Self-Improvement

What self-improvement means

Self-improvement is not autonomous code modification without oversight. It is a structured loop with safety gates at every step.

Mallcop monitors its own investigation quality over time. When it identifies a weakness - a false positive pattern in triage, a detector that consistently misclassifies a particular event type, a parser template that drifts from a service's actual log format - a coding agent is invoked to propose a fix.

The fix is validated against the shakedown harness before anything is applied. If validation passes, the fix is applied according to the artifact's approval level. Code changes always require human review. Prompt changes can be autonomous.

Artifact safety tiers

Different artifacts have different blast radii. Mallcop applies proportionally less caution to lower-risk changes.

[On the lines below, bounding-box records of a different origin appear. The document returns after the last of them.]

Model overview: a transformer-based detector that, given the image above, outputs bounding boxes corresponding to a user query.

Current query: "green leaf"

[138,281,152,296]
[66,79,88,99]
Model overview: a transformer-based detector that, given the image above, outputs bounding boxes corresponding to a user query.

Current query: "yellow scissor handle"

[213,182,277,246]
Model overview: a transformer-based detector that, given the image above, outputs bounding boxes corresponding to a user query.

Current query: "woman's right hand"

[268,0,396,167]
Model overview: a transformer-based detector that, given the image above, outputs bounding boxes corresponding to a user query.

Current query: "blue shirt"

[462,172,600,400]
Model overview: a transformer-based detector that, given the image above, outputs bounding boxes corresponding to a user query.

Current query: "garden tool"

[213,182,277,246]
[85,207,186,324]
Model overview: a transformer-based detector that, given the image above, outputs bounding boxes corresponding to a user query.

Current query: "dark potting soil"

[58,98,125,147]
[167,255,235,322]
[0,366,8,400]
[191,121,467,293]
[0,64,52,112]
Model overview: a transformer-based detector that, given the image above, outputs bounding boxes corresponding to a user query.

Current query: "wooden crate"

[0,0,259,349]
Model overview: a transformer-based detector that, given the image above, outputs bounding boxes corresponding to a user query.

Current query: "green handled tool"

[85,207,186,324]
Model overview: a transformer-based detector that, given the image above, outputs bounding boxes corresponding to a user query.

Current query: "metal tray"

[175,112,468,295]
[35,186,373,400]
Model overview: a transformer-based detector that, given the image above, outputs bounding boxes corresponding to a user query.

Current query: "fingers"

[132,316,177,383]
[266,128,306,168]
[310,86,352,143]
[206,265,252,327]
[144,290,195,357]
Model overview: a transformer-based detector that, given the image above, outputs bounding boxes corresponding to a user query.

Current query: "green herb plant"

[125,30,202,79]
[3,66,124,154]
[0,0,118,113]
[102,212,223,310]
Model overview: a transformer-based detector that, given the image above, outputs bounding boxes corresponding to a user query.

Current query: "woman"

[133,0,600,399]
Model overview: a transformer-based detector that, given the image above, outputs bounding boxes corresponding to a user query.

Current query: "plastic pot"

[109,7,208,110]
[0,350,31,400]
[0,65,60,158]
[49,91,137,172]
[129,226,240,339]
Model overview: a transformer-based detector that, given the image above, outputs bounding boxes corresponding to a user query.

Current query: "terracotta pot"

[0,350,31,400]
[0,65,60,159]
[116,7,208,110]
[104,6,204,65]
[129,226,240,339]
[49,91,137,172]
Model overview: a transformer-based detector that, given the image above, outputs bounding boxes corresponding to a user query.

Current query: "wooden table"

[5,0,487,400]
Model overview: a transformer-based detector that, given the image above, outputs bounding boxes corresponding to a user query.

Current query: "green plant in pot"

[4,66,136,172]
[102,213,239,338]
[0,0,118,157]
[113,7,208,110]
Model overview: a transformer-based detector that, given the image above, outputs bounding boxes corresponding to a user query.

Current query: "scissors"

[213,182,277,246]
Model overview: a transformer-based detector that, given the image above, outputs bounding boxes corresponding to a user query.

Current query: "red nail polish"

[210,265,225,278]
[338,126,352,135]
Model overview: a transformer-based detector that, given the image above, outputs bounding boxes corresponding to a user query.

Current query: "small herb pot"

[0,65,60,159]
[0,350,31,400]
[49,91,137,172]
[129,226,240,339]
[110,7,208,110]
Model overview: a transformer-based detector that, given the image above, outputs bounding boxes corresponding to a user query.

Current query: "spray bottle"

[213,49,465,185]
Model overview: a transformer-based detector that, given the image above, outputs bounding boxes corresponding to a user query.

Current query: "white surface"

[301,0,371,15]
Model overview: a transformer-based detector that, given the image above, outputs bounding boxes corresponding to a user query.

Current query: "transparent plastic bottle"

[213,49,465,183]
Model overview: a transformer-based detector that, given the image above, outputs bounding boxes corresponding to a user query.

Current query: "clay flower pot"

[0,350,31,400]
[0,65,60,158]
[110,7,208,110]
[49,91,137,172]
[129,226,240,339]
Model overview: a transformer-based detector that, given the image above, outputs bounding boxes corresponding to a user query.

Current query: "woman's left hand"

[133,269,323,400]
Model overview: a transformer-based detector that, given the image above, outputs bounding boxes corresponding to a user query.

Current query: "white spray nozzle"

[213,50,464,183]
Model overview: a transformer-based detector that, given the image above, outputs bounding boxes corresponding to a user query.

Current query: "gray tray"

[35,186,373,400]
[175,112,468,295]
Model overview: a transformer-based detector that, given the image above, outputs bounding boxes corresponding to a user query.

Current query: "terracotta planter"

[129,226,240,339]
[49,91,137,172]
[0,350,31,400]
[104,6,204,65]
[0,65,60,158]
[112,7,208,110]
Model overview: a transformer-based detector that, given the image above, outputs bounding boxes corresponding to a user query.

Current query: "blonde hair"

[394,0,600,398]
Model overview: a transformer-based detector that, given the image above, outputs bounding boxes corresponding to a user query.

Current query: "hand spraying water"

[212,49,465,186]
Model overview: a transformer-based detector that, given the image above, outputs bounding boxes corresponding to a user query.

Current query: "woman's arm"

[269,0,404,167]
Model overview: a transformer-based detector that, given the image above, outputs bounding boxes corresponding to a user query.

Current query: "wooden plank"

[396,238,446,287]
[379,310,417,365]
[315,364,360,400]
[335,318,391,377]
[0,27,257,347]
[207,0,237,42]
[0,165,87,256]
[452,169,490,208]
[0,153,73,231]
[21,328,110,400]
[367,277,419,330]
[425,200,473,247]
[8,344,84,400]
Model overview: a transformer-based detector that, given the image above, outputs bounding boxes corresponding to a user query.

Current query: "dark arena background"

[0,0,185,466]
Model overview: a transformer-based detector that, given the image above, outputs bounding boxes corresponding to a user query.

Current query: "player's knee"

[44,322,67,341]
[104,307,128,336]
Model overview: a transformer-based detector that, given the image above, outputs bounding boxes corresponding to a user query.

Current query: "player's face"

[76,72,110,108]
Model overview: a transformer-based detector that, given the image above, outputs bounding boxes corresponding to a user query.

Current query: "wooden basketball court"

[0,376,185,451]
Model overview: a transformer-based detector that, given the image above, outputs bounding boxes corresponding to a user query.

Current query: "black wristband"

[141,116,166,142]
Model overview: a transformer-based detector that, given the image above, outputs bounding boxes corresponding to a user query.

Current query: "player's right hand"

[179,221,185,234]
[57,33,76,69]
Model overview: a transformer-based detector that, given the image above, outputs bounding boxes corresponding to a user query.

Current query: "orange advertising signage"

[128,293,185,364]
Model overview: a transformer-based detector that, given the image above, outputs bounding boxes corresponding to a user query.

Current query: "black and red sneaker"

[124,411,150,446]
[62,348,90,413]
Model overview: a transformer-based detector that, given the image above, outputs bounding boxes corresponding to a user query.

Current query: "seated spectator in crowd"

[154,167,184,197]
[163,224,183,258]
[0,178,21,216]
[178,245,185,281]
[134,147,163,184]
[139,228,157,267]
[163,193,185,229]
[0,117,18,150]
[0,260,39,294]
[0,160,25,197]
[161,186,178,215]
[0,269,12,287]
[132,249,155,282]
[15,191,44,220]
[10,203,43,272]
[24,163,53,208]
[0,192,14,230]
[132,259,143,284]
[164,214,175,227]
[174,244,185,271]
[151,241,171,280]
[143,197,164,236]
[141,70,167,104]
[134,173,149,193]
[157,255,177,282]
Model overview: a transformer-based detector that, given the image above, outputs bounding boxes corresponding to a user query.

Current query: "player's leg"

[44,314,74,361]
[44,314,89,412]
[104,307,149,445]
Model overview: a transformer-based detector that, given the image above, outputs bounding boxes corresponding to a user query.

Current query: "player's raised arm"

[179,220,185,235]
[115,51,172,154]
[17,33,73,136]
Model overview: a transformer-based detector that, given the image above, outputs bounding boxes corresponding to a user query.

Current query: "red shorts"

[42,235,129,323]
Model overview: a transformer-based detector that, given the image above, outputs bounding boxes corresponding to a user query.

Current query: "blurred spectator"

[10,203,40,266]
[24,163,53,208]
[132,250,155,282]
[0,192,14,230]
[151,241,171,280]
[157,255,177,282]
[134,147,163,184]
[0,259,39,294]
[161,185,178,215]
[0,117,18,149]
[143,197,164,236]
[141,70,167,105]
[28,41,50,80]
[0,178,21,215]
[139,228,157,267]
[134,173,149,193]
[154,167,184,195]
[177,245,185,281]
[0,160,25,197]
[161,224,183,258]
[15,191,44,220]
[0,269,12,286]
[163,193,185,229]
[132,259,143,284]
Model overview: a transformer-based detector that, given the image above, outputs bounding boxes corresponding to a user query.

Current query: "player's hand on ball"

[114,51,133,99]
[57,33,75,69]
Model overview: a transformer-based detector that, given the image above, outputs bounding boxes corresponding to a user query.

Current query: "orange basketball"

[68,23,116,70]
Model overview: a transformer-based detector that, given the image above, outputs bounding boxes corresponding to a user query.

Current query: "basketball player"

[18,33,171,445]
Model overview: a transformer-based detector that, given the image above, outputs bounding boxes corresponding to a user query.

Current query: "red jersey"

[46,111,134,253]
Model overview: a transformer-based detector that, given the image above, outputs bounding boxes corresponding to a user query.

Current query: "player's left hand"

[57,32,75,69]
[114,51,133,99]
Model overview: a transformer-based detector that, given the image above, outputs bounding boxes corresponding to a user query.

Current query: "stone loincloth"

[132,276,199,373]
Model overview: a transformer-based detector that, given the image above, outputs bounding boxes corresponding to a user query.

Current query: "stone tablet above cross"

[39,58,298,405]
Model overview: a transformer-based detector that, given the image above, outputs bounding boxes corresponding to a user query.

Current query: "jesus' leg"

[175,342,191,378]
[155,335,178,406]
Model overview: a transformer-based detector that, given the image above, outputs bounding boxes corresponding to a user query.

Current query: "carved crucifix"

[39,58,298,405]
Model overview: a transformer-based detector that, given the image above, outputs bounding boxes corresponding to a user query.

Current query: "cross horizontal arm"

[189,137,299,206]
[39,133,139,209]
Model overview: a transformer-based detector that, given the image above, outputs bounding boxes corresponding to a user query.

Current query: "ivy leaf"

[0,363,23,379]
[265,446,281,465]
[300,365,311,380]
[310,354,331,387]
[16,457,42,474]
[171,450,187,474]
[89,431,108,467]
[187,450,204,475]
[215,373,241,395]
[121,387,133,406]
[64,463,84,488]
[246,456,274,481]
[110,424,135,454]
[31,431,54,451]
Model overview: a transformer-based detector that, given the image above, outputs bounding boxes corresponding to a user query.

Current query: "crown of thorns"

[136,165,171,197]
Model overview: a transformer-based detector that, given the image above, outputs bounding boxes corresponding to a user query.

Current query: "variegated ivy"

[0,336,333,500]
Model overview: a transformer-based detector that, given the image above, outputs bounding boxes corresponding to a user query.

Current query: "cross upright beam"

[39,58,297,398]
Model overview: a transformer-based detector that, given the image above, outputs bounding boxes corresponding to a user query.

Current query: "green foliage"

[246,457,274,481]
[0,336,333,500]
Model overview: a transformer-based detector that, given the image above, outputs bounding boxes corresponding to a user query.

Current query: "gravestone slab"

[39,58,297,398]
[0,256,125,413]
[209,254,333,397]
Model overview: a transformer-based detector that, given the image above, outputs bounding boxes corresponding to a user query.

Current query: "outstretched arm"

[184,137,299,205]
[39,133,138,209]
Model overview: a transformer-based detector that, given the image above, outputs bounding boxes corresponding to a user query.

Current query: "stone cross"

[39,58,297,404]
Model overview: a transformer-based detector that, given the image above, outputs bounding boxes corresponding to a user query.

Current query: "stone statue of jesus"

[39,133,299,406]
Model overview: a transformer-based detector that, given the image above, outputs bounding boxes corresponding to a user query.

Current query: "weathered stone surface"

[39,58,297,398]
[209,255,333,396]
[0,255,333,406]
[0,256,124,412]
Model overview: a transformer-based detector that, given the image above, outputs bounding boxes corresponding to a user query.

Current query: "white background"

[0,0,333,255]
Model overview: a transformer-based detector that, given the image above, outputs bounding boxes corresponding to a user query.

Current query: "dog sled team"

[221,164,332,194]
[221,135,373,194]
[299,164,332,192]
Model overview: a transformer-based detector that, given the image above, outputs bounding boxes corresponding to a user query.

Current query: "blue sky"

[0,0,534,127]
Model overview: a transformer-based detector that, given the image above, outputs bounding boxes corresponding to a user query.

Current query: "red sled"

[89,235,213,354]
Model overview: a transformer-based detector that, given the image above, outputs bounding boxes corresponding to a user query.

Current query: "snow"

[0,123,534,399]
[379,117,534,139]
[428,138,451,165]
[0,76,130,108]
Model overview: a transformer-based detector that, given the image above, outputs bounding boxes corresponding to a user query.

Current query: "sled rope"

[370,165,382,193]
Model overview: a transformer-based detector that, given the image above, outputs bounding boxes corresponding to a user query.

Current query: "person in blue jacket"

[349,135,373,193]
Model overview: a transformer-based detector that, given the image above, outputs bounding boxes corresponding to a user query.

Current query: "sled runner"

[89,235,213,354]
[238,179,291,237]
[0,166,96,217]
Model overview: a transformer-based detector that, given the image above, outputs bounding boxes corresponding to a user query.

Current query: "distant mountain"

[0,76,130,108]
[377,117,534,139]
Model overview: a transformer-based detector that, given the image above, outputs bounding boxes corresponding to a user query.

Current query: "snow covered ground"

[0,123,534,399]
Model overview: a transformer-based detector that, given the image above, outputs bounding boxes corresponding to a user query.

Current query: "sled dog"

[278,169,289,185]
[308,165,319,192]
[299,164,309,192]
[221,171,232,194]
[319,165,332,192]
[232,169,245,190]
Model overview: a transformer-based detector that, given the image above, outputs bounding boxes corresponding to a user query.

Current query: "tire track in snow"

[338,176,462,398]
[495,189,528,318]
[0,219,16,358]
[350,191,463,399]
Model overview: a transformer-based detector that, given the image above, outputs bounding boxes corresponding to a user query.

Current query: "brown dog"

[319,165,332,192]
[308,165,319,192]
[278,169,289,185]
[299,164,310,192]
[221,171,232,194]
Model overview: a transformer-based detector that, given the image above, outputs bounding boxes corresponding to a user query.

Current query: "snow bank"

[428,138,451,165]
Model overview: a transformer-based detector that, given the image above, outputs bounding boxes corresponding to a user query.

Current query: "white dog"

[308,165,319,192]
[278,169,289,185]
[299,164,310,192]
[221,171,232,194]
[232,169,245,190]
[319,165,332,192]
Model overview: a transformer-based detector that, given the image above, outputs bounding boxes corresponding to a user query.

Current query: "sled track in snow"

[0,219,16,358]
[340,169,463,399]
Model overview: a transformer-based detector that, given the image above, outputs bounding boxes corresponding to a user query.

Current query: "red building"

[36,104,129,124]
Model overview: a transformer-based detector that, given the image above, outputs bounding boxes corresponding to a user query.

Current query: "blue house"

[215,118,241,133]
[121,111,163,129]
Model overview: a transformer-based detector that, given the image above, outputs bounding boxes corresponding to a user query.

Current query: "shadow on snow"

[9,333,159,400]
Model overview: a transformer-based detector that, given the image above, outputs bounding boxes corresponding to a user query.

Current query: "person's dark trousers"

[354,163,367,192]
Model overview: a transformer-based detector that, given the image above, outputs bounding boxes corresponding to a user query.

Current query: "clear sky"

Tier	Artifact	Default Approval	Reasoning
1	Prompt instructions (`POST.md`)	Autonomous	Pure text. Shakedown validates behavior. No code execution path.
2	Parser templates (`apps/*/parser.yaml`)	Autonomous	Declarative YAML. Matched against log lines. Limited blast radius.
3	Declarative detector rules (YAML)	Gated	Affects what gets flagged. Must pass shakedown before apply.
4	Event classification code (Python)	Human review	Code execution. Can affect all events. Requires human sign-off.
5	New detector code (Python)	Human review	New code execution path. Always requires human review.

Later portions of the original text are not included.